The Caucus Race and a Long Tale. I try to fall asleep, but my heart is racing too much. Ba Boom, Ba Boom my heart is saying. The door opens, it is my kitty cat. He comes up to me and starts purring. “Now only if there where a mouse and dodo bird I could tell them about you. Maybe they will get scared just like Alice did.” I told my cat.
Advice from a Caterpillar. I feel so small, only if I had a cake to make me big again. I feel so useless, and helpless. I want my Mom to be home already, she always gives good advice on what to do. Will I stay small and scared, or will I become big and fearless? My mother came home and the one thing she told me is that, “Kaytee dear you need to know how to let go.”
Pig and Pepper. Today I sit here waiting for my little cousins to come, and I have to baby sit them to today…yay me. They are wild children, they like to run and play all day. Then, of course one smelled pepper she is crying and saying that her nose is burning. She keeps on sneezing, and sneezing, and sneezing then finally she stops. The cat walks in the kitchen and starts meowing, wait a second I swore I just saw him smile….man I must be losing my mind, “I’m mad as a hatter.”
A Mad Tea-Party. I thank God that yesterday is over, I could have sworn that my cat smiled at me. Now I have to clean my house, so my friends can come over. My friends are very…well… how do I put this…well I guess that you could say that well they are not normal. “Knock, Knock” yay they are here, I know that I should be happy to have my friends come over but they are sisters to one another, and like all sisters are completely opposite and fight all the time. At first they are nice to each other, but of course they are fighting once again. Rachel is what you can say… like the March Hare in the book, and her little sister, Laura, is like the adorable Dormouse who always sleeps. And like always, Laura is ignoring Rachel and like ALWAYS Rachel is throwing pillows, toys, movies, all my books and THROWING Laura. With Rachel being crazy, and Laura asleep, my sister walks in wearing this hat. I love my sister but to me she reminds me of the Mad Hatter.

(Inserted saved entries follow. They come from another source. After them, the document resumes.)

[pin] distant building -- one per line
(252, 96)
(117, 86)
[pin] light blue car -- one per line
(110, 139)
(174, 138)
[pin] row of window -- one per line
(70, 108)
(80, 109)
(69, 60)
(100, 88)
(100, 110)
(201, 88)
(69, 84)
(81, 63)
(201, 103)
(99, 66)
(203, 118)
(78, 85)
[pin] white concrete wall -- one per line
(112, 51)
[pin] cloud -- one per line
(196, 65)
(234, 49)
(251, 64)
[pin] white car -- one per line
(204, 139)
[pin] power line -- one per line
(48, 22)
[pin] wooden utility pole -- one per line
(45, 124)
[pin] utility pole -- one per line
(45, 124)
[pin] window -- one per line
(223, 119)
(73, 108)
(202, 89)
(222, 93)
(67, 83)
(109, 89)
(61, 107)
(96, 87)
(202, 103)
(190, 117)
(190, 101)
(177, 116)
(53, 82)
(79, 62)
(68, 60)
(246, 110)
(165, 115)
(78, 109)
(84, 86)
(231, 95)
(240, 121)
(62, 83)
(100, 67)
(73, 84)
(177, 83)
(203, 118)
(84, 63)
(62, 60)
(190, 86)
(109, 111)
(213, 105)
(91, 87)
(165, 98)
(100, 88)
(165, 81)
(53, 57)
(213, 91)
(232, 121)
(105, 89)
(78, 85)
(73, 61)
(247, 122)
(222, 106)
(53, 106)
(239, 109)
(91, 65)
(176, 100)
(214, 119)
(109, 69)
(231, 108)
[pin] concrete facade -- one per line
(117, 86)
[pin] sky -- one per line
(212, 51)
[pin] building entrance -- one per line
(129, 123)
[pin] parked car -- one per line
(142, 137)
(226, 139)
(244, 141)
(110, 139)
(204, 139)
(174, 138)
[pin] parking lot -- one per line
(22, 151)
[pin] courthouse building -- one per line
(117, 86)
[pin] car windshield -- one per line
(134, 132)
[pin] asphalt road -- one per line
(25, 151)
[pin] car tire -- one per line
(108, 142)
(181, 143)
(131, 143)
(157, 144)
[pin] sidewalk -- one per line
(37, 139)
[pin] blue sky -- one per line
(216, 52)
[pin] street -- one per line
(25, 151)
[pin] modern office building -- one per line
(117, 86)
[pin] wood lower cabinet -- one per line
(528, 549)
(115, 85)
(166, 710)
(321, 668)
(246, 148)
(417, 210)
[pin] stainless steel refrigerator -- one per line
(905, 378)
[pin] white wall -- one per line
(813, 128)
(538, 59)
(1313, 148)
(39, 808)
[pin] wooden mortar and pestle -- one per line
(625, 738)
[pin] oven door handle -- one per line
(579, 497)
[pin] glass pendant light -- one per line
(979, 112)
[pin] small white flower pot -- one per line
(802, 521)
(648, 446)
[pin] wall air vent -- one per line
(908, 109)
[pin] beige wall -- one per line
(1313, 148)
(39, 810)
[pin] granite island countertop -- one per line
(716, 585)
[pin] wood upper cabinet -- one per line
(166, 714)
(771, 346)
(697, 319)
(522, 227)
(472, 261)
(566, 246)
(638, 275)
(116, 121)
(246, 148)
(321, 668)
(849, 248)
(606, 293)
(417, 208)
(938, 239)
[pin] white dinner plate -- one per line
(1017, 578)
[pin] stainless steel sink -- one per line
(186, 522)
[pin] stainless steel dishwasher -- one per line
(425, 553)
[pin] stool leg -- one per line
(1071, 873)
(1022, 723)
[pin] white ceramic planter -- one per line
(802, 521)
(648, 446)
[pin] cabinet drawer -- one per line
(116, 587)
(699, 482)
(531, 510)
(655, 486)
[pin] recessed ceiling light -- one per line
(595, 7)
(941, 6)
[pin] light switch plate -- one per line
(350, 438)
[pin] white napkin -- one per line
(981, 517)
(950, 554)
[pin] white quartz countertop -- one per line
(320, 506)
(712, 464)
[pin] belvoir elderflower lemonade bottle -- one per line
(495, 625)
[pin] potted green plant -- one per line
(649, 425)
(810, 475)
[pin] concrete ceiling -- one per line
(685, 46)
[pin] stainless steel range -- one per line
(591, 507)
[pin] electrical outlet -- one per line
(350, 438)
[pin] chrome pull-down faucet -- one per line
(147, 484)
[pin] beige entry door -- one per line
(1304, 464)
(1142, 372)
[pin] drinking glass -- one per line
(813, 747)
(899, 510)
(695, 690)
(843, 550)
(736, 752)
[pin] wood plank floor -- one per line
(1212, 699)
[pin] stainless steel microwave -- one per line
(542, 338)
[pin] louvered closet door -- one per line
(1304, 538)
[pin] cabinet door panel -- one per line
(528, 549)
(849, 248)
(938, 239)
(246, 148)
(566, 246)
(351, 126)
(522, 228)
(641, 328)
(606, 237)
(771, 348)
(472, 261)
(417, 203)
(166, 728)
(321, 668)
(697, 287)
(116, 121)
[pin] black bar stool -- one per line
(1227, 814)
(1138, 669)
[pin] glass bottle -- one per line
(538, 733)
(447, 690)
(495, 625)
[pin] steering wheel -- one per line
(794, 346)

The Queen's Croquet Ground. Well with that exciting party, I’m totally confused whether I should be scared that my best friend threw her little sister, or that this is all a dream. I walk to our apple trees and just lay on the ground. I gently fall asleep. I wake up from a saw noise, and come to find my dad cutting down the apple trees. I walk up to him and ask him, with a sweet little voice, “Why are you cutting down my apple trees?” He answer with a giant voice, “Because I hate apple trees, I Hate them all!!” Unlike the Queen of Hearts from Alice in Wonderland, “Off with his Head,” he said, “Down with the Trees.” I do not mean to sound rude when I compare my dad with the Queen of Hearts, I love my dad, but sometimes he can be scary.
Alice’s Evidence. I am yelling at my dad, because he is cutting my apple trees down. Then he said, “Down with that Tree,” he is saying that to me. I am now running from everyone, my cat, my mom, my friends, my sister, and my dad. They are all chasing me. Then, I heard my mother’s voice, “Kaytee dear, its time to wake up. Kaytee you have to get ready for school.” So that was a dream, just a dream but it felt so real…..wow I really feel bad for Alice, and now I know EXACTLY how she felt. Now so I still have one question for you, was I really in my own Wonderland?